Choose the right compensation plan
This one goes without saying, but too often companies choose the wrong comp plan and then wonder where things went wrong.
If you’re not sure what the right plan for your team might be, ask yourself:
- Which comp plans are my competitors using?
- What sort of salespeople do I have — aggressive, conservative, or somewhere in the middle?
- Which plan will best complement my product portfolio?
- What kind of capital am I working with?
- What is the revenue focus? New logo acquisition or customer retention?
- Is this a greenfield market for us?
- Should I cap commissions for new products?
Review your comp plan
Markets are forever changing.
A plan that works today might not do so well tomorrow. Even if your sales comp plan is generating excellent results, you mustn’t take things for granted.
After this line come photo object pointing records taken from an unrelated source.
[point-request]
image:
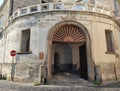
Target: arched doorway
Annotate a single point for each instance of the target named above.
(75, 36)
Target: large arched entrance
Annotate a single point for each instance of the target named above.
(69, 50)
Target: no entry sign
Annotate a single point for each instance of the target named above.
(13, 53)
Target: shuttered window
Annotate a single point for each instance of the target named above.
(109, 40)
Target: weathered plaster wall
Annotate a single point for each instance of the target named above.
(4, 13)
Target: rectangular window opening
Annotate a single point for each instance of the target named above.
(109, 40)
(25, 41)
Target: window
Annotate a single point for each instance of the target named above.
(25, 41)
(109, 40)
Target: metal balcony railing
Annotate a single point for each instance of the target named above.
(58, 7)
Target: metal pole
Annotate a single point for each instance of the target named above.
(12, 69)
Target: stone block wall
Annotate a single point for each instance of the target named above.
(108, 72)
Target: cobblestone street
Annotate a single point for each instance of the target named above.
(12, 86)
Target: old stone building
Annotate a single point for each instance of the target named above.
(52, 36)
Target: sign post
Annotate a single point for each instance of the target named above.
(13, 54)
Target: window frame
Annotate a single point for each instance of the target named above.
(109, 38)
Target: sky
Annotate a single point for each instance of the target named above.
(1, 1)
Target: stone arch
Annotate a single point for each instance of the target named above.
(88, 47)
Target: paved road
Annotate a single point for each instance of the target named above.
(12, 86)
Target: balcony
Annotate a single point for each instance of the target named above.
(60, 7)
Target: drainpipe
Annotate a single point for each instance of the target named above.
(11, 7)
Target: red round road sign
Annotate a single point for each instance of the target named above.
(13, 53)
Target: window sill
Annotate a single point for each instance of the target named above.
(24, 52)
(110, 52)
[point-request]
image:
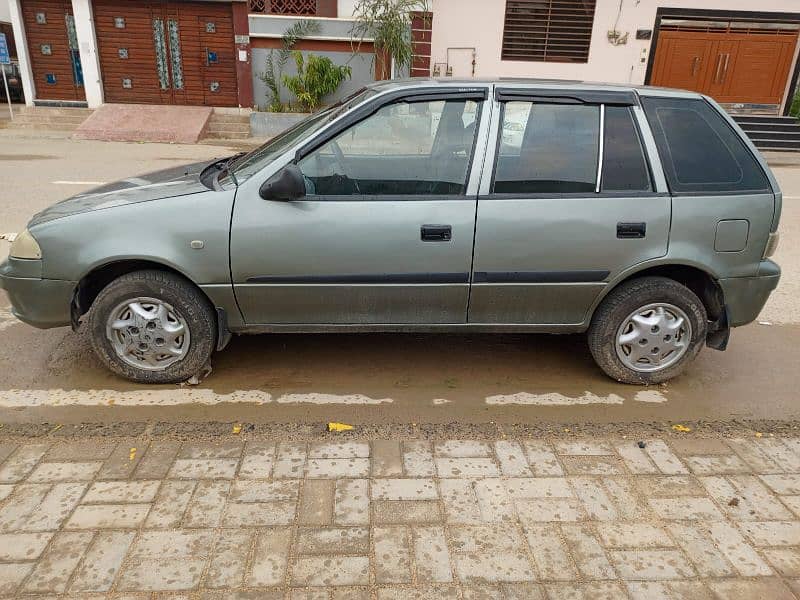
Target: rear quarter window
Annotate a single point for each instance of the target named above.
(699, 150)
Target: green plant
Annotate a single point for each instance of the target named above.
(316, 77)
(388, 24)
(276, 61)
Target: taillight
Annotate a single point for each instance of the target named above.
(772, 244)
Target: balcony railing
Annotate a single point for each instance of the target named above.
(284, 7)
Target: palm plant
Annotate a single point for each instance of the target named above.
(388, 24)
(276, 60)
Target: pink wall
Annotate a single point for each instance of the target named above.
(479, 24)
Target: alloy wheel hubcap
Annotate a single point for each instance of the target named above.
(148, 333)
(653, 337)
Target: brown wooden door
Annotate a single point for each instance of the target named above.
(682, 61)
(158, 52)
(53, 48)
(730, 67)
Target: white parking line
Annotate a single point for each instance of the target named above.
(61, 182)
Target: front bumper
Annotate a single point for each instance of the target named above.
(746, 296)
(43, 303)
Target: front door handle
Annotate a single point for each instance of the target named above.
(436, 233)
(629, 231)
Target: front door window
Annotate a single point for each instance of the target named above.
(404, 149)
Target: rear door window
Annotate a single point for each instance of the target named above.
(624, 164)
(548, 149)
(700, 151)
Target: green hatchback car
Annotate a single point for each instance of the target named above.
(643, 217)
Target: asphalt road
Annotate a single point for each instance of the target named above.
(374, 378)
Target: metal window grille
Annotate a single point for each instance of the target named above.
(548, 30)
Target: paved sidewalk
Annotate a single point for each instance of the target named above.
(679, 518)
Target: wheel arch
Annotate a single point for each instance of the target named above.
(99, 276)
(698, 279)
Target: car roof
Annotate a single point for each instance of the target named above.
(565, 84)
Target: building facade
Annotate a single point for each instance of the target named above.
(212, 52)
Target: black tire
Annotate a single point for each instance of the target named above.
(623, 301)
(181, 294)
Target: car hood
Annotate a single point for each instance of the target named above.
(167, 183)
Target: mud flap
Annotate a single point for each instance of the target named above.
(719, 332)
(224, 334)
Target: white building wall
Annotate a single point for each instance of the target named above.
(479, 24)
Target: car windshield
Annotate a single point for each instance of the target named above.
(251, 163)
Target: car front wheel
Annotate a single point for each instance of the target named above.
(647, 330)
(152, 327)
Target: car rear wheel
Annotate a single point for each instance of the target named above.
(647, 330)
(152, 327)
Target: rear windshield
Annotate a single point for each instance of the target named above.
(700, 151)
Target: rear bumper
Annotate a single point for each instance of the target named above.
(43, 303)
(746, 296)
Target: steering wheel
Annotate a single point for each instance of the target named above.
(338, 155)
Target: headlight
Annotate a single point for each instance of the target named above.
(25, 246)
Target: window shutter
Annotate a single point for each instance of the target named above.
(548, 30)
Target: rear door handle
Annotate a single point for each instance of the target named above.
(628, 231)
(436, 233)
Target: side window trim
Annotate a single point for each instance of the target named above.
(479, 95)
(650, 154)
(471, 177)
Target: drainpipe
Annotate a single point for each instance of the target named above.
(25, 71)
(87, 46)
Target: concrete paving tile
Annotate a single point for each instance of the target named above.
(404, 489)
(351, 502)
(113, 492)
(12, 575)
(432, 557)
(55, 507)
(387, 460)
(651, 564)
(332, 540)
(229, 559)
(161, 575)
(392, 562)
(330, 570)
(270, 558)
(210, 468)
(56, 472)
(17, 466)
(22, 546)
(108, 516)
(53, 571)
(550, 553)
(207, 504)
(258, 461)
(316, 504)
(404, 511)
(339, 450)
(170, 504)
(102, 562)
(462, 449)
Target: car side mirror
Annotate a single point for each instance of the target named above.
(286, 185)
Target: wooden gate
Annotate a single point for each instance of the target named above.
(53, 50)
(730, 65)
(167, 52)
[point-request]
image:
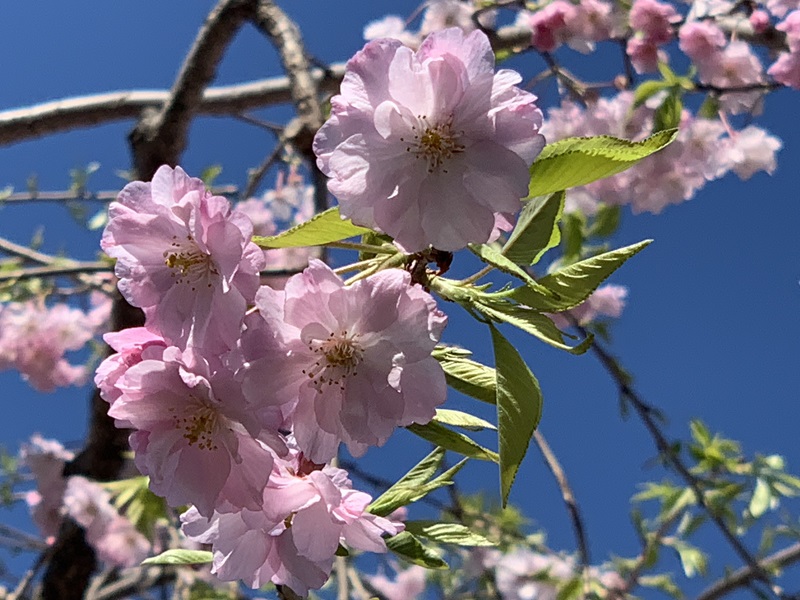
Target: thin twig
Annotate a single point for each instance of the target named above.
(568, 496)
(746, 575)
(645, 413)
(56, 270)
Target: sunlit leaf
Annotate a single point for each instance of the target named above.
(519, 408)
(326, 227)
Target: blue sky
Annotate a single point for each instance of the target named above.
(711, 329)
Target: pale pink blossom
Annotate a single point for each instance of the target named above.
(46, 460)
(346, 363)
(786, 69)
(195, 438)
(654, 19)
(307, 511)
(392, 26)
(760, 20)
(702, 41)
(184, 257)
(408, 584)
(780, 8)
(35, 338)
(114, 538)
(754, 151)
(430, 147)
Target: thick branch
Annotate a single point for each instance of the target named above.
(160, 136)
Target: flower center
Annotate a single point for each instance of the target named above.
(198, 427)
(338, 357)
(434, 143)
(188, 263)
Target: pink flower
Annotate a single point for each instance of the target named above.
(46, 460)
(353, 362)
(196, 437)
(307, 511)
(408, 585)
(754, 151)
(430, 147)
(34, 339)
(654, 19)
(184, 257)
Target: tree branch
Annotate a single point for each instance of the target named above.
(160, 136)
(746, 575)
(567, 495)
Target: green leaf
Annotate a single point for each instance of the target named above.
(533, 322)
(646, 90)
(447, 533)
(576, 282)
(179, 556)
(456, 418)
(409, 548)
(467, 376)
(761, 500)
(572, 162)
(326, 227)
(492, 257)
(536, 231)
(668, 114)
(414, 485)
(519, 408)
(451, 440)
(606, 221)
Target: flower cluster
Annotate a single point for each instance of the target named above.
(213, 388)
(703, 151)
(34, 339)
(114, 538)
(432, 147)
To ensure your reps always stay happy and motivated, review your plan as often as possible. For instance, check whether the achievements and payouts are in line with the business goals you set out at the start.
Try to make the changes that need to be made, do away with tactics that aren’t working, and double down on those that are. It’s the only way your plan will stay relevant and successful in today’s rapidly evolving marketplace.
Wrapping Up
Sales compensation is a game of constant trial and error. There is no one right way to do things, and there never will be.
Go through the plans mentioned above and pick what suits you best. And don’t forget to use the best practices to come up with the right plan for your salesforce.
Where you go from there will depend on how much attention you pay as you go along, and how quickly you adapt to different situations.